Besides these, some researchers also noticed some deformities in their teeth, most probably caused as result of malnutrition during the period of bamboo die offs, wherein certain species of bamboos die every 20 to 40 years. The cyclic occurrence also threatens pandas, and in 2007, nearly led to their extinction. Additionally, the cavities in their teeth suggested that their diet also comprised sugary fruits and seeds.
G. blacki and Homo erectus: That the species became extinct about 300,000 years ago, implies that it co-existed with the predecessor of Homo sapien, Homo erectus. Paleontologists have recovered fossil remains of both species from Vietnam, which reveal that G. blacki probably fell prey to large-scale predation by Homo erectus.
What About the Bigfoot-Giganto Theory?
Going by the general description put forth by researchers, it isn't surprising that many Americans tend to relate G. blacki with the Bigfoot or Sasquatch, a humanoid creature whose sightings have been reported from the United States and Canada for centuries.
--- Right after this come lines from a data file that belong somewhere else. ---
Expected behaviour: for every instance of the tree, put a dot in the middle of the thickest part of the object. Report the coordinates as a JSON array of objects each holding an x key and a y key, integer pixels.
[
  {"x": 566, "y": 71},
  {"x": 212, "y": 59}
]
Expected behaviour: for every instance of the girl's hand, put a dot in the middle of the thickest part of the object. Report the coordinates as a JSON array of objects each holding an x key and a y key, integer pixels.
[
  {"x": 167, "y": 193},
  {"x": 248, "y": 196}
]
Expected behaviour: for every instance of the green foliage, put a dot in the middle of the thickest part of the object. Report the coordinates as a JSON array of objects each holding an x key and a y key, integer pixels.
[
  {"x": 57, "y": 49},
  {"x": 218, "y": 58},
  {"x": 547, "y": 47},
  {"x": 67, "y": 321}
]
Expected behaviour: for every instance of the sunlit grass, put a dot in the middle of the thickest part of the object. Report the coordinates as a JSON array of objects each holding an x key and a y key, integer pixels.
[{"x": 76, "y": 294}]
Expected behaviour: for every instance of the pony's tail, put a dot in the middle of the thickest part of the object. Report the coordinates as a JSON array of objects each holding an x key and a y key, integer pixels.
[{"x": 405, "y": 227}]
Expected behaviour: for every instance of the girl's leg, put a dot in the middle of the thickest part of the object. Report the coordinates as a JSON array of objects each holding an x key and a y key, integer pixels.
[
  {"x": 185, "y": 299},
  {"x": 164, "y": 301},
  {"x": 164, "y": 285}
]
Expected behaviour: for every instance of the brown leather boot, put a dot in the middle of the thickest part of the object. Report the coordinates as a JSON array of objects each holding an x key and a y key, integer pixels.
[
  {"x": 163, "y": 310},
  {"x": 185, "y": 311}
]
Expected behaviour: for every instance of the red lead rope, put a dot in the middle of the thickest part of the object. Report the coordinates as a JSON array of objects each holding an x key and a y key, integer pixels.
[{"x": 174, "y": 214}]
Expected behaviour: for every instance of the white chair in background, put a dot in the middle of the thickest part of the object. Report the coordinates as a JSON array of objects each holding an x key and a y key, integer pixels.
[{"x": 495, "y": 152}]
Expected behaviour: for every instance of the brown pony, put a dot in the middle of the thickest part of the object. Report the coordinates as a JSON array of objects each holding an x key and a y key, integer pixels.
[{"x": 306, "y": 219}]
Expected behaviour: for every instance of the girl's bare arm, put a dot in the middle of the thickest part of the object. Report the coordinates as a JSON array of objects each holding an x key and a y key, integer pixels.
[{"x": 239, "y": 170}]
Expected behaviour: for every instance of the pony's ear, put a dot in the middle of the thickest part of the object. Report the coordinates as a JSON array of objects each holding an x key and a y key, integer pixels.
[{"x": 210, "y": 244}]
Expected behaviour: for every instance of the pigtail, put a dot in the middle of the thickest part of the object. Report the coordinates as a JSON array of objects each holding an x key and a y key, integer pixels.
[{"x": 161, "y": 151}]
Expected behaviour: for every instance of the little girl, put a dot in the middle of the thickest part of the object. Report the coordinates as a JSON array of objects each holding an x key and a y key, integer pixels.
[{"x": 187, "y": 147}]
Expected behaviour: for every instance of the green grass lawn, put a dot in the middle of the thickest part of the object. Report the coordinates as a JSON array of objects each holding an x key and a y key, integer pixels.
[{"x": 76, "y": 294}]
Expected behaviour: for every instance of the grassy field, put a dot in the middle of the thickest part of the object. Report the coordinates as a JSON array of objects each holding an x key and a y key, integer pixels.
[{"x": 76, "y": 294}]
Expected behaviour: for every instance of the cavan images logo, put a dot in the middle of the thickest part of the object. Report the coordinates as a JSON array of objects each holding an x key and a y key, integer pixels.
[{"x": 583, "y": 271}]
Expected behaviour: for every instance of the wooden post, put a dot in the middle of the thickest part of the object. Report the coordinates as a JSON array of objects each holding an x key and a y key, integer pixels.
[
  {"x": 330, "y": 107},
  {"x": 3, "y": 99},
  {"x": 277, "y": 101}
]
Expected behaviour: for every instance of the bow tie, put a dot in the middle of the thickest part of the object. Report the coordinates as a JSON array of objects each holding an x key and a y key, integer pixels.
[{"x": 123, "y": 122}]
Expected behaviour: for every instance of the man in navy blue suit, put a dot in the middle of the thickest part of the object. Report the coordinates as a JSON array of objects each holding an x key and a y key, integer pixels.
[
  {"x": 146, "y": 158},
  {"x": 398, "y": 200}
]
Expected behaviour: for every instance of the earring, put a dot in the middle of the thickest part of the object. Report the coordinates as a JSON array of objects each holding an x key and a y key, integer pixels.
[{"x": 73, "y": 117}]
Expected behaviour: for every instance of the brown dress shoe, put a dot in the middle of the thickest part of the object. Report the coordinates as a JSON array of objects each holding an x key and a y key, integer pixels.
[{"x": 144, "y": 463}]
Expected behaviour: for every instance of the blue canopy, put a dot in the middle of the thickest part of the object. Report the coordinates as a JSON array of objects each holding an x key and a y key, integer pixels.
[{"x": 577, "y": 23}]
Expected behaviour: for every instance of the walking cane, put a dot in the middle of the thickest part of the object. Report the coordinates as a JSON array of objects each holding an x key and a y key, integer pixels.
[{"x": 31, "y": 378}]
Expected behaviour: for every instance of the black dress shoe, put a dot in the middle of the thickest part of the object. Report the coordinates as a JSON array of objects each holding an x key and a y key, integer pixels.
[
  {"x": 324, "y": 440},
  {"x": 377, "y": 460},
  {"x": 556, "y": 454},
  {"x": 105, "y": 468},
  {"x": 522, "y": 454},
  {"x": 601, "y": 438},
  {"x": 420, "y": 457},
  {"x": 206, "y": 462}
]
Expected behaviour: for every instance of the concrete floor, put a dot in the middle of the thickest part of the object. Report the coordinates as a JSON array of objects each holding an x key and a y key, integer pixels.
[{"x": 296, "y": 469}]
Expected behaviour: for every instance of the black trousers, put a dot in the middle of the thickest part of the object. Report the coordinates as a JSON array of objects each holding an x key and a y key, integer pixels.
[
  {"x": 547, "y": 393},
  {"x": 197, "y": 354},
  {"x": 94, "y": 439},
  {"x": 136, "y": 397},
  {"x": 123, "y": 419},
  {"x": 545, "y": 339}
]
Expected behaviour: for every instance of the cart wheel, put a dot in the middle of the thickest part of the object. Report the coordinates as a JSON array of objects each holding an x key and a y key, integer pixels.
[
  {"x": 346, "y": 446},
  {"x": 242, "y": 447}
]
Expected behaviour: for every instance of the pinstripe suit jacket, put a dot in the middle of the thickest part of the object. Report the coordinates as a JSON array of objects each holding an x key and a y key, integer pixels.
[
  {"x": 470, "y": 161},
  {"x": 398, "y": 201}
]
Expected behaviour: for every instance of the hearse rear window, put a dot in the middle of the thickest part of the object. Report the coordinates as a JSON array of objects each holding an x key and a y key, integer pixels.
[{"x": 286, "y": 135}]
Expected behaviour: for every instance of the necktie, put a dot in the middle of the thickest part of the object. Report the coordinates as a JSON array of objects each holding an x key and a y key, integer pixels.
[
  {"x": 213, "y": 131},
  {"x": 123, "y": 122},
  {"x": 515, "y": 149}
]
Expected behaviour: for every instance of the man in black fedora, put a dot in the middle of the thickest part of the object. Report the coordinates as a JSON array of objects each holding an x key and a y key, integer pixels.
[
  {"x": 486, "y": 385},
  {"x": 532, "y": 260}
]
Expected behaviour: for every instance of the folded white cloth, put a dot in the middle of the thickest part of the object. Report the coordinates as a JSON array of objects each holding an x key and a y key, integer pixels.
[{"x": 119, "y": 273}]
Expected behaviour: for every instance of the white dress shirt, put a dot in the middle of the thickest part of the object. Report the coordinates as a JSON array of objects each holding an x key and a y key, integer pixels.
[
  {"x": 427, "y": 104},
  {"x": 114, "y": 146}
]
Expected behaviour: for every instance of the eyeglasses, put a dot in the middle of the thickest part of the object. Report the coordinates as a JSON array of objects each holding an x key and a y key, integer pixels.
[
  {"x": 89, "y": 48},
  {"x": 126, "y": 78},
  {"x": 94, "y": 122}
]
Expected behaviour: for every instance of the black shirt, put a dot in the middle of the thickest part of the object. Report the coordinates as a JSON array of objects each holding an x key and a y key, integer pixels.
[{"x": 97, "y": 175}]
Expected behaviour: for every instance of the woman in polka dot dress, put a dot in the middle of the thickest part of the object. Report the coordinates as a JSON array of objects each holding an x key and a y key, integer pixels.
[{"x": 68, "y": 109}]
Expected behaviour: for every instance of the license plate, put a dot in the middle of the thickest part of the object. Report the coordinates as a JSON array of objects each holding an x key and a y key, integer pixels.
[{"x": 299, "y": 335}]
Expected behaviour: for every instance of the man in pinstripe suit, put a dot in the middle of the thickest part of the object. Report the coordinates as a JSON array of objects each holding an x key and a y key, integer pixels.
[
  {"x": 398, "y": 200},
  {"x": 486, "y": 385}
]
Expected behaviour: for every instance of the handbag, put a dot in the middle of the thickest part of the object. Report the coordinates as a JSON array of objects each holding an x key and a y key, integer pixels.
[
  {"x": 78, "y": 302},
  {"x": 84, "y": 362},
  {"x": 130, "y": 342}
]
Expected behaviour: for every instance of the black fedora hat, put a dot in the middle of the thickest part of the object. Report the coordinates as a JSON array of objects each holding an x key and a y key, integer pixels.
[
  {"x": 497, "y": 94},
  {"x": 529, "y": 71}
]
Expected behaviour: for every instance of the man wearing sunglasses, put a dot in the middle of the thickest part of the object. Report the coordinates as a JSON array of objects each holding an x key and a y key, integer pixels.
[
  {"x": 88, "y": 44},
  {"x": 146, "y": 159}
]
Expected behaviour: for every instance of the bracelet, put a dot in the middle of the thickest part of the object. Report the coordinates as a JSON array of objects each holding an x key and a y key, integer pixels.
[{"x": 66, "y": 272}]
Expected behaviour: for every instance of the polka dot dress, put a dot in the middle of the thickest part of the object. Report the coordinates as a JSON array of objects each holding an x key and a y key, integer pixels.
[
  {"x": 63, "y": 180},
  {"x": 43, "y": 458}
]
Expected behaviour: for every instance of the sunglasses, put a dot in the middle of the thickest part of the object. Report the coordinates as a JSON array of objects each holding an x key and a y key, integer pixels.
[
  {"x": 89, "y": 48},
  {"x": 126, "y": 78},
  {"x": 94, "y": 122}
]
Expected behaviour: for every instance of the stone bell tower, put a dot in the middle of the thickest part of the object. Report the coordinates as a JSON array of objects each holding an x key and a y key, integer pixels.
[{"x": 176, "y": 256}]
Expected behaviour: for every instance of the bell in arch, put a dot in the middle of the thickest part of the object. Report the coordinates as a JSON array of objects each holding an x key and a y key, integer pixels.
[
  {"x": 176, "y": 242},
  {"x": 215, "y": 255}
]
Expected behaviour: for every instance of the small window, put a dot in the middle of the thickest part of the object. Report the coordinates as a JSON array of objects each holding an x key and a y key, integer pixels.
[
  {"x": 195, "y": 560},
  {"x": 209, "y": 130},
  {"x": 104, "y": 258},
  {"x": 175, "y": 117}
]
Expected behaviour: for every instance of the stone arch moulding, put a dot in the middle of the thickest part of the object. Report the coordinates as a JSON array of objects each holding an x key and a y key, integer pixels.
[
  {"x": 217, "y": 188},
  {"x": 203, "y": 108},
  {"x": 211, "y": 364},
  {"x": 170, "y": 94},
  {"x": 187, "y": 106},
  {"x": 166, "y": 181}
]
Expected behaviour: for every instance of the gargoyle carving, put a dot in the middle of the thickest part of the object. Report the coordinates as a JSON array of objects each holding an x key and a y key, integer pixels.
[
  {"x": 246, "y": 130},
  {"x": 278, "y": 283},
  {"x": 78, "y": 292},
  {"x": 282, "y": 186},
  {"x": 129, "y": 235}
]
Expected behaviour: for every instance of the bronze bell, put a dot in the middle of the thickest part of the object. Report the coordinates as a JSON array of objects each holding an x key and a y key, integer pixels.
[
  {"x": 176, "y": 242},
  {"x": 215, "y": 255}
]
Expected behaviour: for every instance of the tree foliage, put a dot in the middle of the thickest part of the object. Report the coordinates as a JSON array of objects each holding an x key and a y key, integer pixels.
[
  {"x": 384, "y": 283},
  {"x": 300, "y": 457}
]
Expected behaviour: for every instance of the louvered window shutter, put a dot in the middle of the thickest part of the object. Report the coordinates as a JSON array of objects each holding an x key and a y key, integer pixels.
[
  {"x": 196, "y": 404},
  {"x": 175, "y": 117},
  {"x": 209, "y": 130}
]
In Asia, the Bigfoot is replaced by Yeti or the Abominable Snowman. The Bigfoot-Giganto Theory is a hypothesis which suggests that Bigfoots are the extant relatives of G. blacki. The proponents of this theory argue that a species that had such a large brain had to be intelligent enough to adapt to a new environment instead of just becoming extinct as a result of predation by Homo erectus. Their argument: G. blacki must have used the Bering land bridge to cross into the New World and evolved into what we know as the Bigfoot.

Critics seem to be least impressed by the argument put forth by Bigfoot-Giganto theorists. They argue that there is a considerably long gap between the extinction of G. blacki and use of the Bering land bridge by plants and animals to cross into the New World. They have one simple question, if the Bigfoot does exist, how come we have never come across its bones in North America? It makes sense, because there are at least fossil remains which suggest that G. blacki existed at one point of time. There is no such evidence to make a strong case for the Bigfoot.
Could it be that Gigantopithecus blacki morphed into the Bigfoot, not in reality, but in the tales of those who traveled from the Old World into the New World. Now, that is very well possible.